Another correlated aspect that needs to be further investigated in vivo is how rapidly and efficiently host phagocytes, if recruited, might engulf nanoantibiotics. We hereby reported that in vitro cultures of macrophages engulfed both bare and antibiotic-conjugated IONPs. This is not surprising since several studies have shown that macrophages internalize NPs (Verçoza et al., 2019), although, in principle, their surface modifications might allow evasion of phagocytic clearance (Qie et al., 2016). In any case, little is known about the in vivo recruitment of macrophages by nanomaterials and, a fortiori, by nanoantibiotics, depending again on their administration routes, body district distribution and physicochemical properties of their surface. Cappellini et al. (2015) evaluated the biodistribution of a nanoenzyme system in vivo 24-h post-treatment, and reported that intravenously injected IONPs were found mainly in the cytoplasm of Kupffer cells and spleen histocytes, and no macrophage recruitment was detectable in heart, testis, and brain. Bonfanti et al. (2020) observed that Xenopus laevis embryos accumulated IONPs in their gut (IONPs were found dispersed within the enterocytes of a well-preserved intestinal epithelium), without causing any acute toxicity nor teratogenicity.

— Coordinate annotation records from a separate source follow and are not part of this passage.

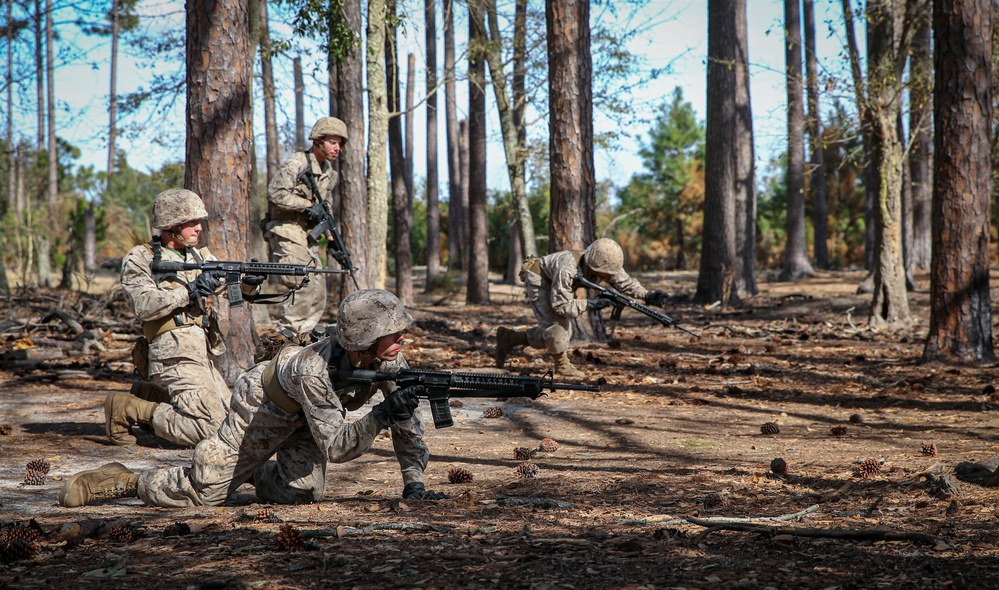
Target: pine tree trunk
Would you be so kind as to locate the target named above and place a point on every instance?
(817, 172)
(718, 245)
(402, 214)
(960, 306)
(478, 268)
(796, 263)
(455, 239)
(219, 115)
(352, 184)
(433, 196)
(377, 149)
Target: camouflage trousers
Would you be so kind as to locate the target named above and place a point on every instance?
(553, 331)
(240, 451)
(303, 310)
(199, 396)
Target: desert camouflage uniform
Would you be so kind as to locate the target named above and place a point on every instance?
(178, 358)
(288, 232)
(257, 429)
(548, 284)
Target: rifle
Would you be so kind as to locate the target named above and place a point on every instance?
(442, 385)
(621, 301)
(233, 273)
(327, 225)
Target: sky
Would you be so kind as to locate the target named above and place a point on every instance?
(673, 37)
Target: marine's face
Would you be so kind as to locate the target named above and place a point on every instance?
(388, 347)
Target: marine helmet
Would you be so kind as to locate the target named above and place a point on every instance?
(605, 256)
(175, 206)
(367, 315)
(329, 126)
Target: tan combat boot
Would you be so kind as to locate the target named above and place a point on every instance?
(107, 482)
(506, 339)
(122, 411)
(564, 367)
(150, 392)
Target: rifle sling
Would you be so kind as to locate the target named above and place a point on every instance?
(274, 391)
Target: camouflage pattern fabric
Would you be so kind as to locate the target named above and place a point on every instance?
(550, 294)
(288, 233)
(284, 455)
(178, 359)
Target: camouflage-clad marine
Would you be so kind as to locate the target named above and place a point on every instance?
(178, 323)
(549, 285)
(289, 409)
(293, 213)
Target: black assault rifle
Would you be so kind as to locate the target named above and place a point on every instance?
(327, 225)
(442, 385)
(621, 301)
(233, 273)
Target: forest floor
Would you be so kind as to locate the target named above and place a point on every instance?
(674, 434)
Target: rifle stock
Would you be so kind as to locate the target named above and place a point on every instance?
(621, 301)
(443, 385)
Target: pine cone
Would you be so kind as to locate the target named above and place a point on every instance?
(524, 453)
(38, 465)
(459, 475)
(548, 445)
(770, 428)
(289, 539)
(122, 534)
(19, 550)
(34, 478)
(869, 469)
(18, 533)
(528, 470)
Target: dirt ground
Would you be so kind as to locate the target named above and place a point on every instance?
(673, 434)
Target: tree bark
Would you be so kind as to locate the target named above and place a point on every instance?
(718, 249)
(352, 186)
(920, 123)
(817, 172)
(885, 65)
(274, 156)
(456, 214)
(402, 213)
(570, 114)
(960, 306)
(433, 197)
(477, 290)
(513, 149)
(377, 148)
(219, 148)
(299, 104)
(796, 264)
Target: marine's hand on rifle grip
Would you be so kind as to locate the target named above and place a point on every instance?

Infection animal models are urgently needed for better evaluating the potential of nanoconjugated antibiotics for topic, oral, or systemic use, including their stability toward the proteolytic activity and to the different pHs occurring at sites of infection. To the best of our knowledge, there is only one study on an IONP-conjugated GPA tested in an infection animal model. This is the case of the recent work of Chen et al. (2019), who reported the effect of IONPs carrying vancomycin on C. difficile in mice infection model, demonstrating that nanoconjugated vancomycin exerted a therapeutic effect higher than free vancomycin, reducing intestinal inflammation, facilitating mucosal viability, and limiting the antibiotic side effects on intestinal microbiota. Our next goal is to test NP-TEICO and NP-VANCO in the invertebrate infection model that we have recently developed for comparing GPA efficacy in curing in vivo infections (Montali et al., 2020). We employed easy-to-handle larvae of the silkworm Bombyx mori infected by S. aureus. Due to its great advantages (i.e., safe handling, low rearing costs, low antibiotic amount needed, no restrictions imposed by ethical and regulatory issues), this silkworm infection model could help in rapidly solving pending issues about in vivo efficacy and toxicity of nanoconjugated antibiotics. Only few papers reported on testing nanomaterials in insect models (Thomaz et al., 2020; Moya-Andérico et al., 2021). Indeed, they might be useful to gain a better understanding of the physiological responses of living organisms to nanomaterials and to speed up their development towards clinical applications.